Михаил рассказал об этом отцу, тот усмехнулся:
— Ты с ним не спорь. Просто он не желает признать в русском великого полководца. Лучше прочитай книгу.
Когда на следующий день Федор Иванович увидел в руках воспитанника книгу о Суворове, самолюбие его было уязвлено.
— Ви читайте о великом полководце Фридрихе, о нем нужно знайт.
Время шло, между гувернером и учеником появились трения, но. все попытки учителя сломить упрямство ученика, подчинить его своей воле ни к чему ни приводили. Скорее наоборот: чем настойчивей был немец в своих требованиях, тем сильней упорствовал мальчик. А однажды случилось то, что вконец сделало их врагами.
Утром учитель потребовал тетрадь:
— Я путу спрашивайт вокабул.
Ах, эти несчастные вокабулы! Вчера заигравшись, Миша совсем забыл выучить их.
— Та-ак, — многозначительно произнес учитель, раскрывая тетрадь.
Он, конечно, знал, что Михаил не приготовил урок. Протер лоскутком очки, облизал, будто предвкушая сладкое, кончиком языка тонкие губы.
— Скажите пожалуйста, как по-немецки будет разум? Ми вчера-употреблял это слофо.
— Разум… Разум, — пролепетал, пытаясь вспомнить, Михаил и замолк, виновато опустив голову.
— Не знайт? Гут. А как путет сосед? Тоже не знайт. Нахбар путет по-немецки сосед… Ви ничего не знайт! Ви не желайт знать плагородный язык! Я говорил вашему отец, что ви путете знайт немецкий язык, но ви не хотите его знайт. А потому я, натюрлих, толжен приняйт строгий мер. Ейн момент, — и поспешно вышел.
Вернулся он быстро, держа в руках тонкий и гибкий, наверняка заранее припасенный прутик. Объявил:
— Я путу вас наказайт. Потайте мне руки. Вот так. — И вытянул, показывая руку ладонью вверх.
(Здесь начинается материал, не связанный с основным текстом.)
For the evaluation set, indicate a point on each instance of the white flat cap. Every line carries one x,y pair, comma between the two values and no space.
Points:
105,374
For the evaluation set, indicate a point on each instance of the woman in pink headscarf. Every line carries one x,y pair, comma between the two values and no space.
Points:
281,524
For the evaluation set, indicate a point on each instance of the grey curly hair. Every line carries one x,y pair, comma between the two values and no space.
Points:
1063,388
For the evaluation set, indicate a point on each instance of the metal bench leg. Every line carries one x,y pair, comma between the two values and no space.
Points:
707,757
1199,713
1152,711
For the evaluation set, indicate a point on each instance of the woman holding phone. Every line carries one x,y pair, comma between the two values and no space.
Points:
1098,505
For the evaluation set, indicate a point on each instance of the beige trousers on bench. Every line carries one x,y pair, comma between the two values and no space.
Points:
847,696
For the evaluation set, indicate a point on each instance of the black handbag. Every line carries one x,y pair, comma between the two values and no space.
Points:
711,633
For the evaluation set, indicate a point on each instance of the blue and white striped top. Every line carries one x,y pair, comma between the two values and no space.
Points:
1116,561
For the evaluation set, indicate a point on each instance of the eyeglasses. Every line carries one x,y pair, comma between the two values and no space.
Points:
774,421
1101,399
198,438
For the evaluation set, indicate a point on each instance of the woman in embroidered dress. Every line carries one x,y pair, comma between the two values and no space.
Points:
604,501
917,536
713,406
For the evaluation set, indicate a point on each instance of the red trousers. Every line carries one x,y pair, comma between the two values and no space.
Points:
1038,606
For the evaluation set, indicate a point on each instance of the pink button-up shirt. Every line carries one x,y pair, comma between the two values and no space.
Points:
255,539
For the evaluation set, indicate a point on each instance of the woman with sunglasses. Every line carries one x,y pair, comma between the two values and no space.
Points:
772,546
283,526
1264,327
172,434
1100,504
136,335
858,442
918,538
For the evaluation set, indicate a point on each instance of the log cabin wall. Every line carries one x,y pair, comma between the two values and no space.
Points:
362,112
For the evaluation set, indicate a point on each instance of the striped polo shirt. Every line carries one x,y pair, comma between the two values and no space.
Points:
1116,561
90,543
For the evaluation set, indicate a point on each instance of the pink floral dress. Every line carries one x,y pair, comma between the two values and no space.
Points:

Не осознавая происходящего, Михаил вытянул руки. Никогда еще над ним не проводили такой экзекуции!
— Ейн! — воскликнул немец и яростно хлестнул прутом.
Ладони словно обожгло, и Михаил отдернул руки, но окрик заставил их снова вытянуть.
— Цвай!
Стиснув зубы, с глазами, полными слез, он вытерпел наказание, не показывая боли. Потом повернулся и, твердо ступая, не выбежал, а вышел из комнаты.
Свою обиду и боль он выплакал втайне от всех. Не пожаловался ни матери и отцу, ни сестрам, которые настойчиво допытывались.
С того дня между гувернером и воспитанником возникла скрытая неприязнь. Даже уроки истории и математики не могли сгладить их отношений.